Her gün bir fikir söylüyoruz. Bir konu açıldığında hemen görüşümüzü dile getiriyoruz: “Ben böyle düşünüyorum.”
Peki hiç durup düşündük mü; o gerçekten bizim fikrimiz mi? Yoksa duyduklarımızın, okuduklarımızın, sosyal medyada gördüklerimizin bir tekrarı mı?
Günümüzde fikir üretmekten çok fikir tüketiyoruz. Televizyon programları, köşe yazıları, YouTube videoları, sosyal medya paylaşımları… Her yerden düşünceler üzerimize yağıyor. Biz de çoğu zaman onları süzmeden, sorgulamadan kendi düşüncemizmiş gibi sahipleniyoruz. Birinin kurduğu cümleleri farklı kelimelerle tekrar ediyoruz. Sonra da “ben böyle düşünüyorum” diyoruz.
Oysa fikir, başkasından duyup ezberlediğimiz değil; içimizde yoğurduğumuz, deneyimlerimizle tarttığımız, vicdanımızdan geçirdiğimiz şeydir.
Bugün özellikle sosyal medyada çok tehlikeli bir yanılgı var. Beğenilen, paylaşılan, çok konuşulan her şeyin doğru olduğu sanılıyor. Oysa kalabalığın sesi hakikatin garantisi değildir. Çoğu zaman popüler olan, hakikatin üstünü örten bir sis perdesi işlevi görür. Biz de çoğunluğa uymamak ayıp olacakmış gibi davranır, onların fikrini kendi fikrimiz sanırız.
Bir konuda fikir sahibi olmak artık saniyeler alıyor. Bir başlığın altındaki yorumları okuyoruz ve kararımızı veriyoruz. Ama gerçekten düşünmek; farklı kaynaklara bakmayı, karşıt görüşü dinlemeyi, kendi hayatımızla bağ kurmayı gerektiriyor. Zor olan bu süreci atlayınca, sahip olduğumuz şey fikir değil, ezber oluyor.
Peki gerçekten “kendi fikrimizi” nasıl bulacağız?
Okuyarak: Tek kaynağa değil, farklı seslere kulak vererek.
Sorgulayarak: “Bunu neden böyle düşünüyorum?” diye kendimize sorarak.
Deneyimleyerek: Yaşadıklarımızı, tanıklıklarımızı hesaba katarak.
Sessizlikte düşünerek: Gürültüden uzaklaşıp kendi zihnimizin sesini dinleyerek.
Çünkü fikir, yalnızca “dışarıdan gelen” değil, “içeriden yoğrulan”dır.
Bugün herkesin fikri var ama çok azı gerçekten kendine ait.
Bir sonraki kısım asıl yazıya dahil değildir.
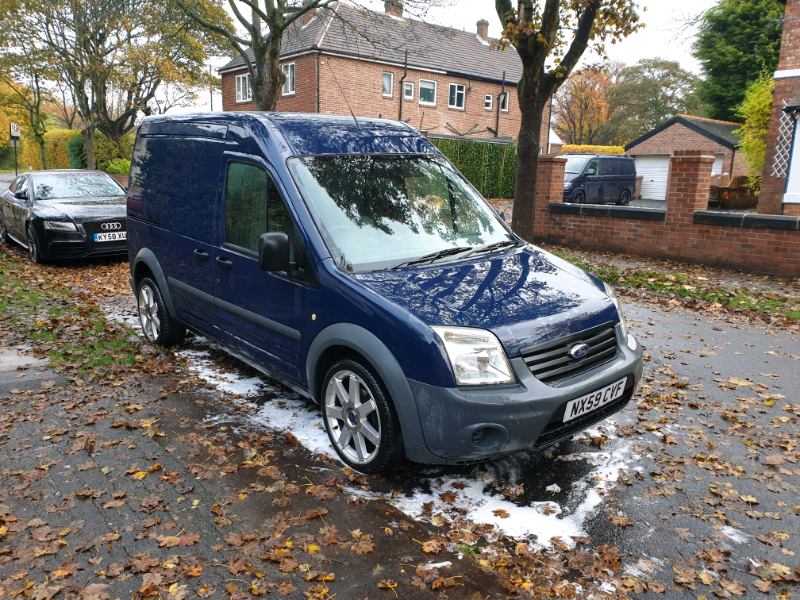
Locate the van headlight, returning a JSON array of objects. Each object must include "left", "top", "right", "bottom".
[
  {"left": 603, "top": 281, "right": 628, "bottom": 340},
  {"left": 432, "top": 327, "right": 516, "bottom": 385},
  {"left": 42, "top": 220, "right": 78, "bottom": 231}
]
Belki de en büyük özgürlük, başkasının sesine kapılmadan, kendi aklımızın ipini elimizde tutabilmekte gizli.
Bir gün bir konu hakkında konuşurken kendimize şu soruyu sormayı deneyelim:
“Gerçekten kendi fikrim mi, yoksa başkasının bana bıraktığı bir yankı mı?”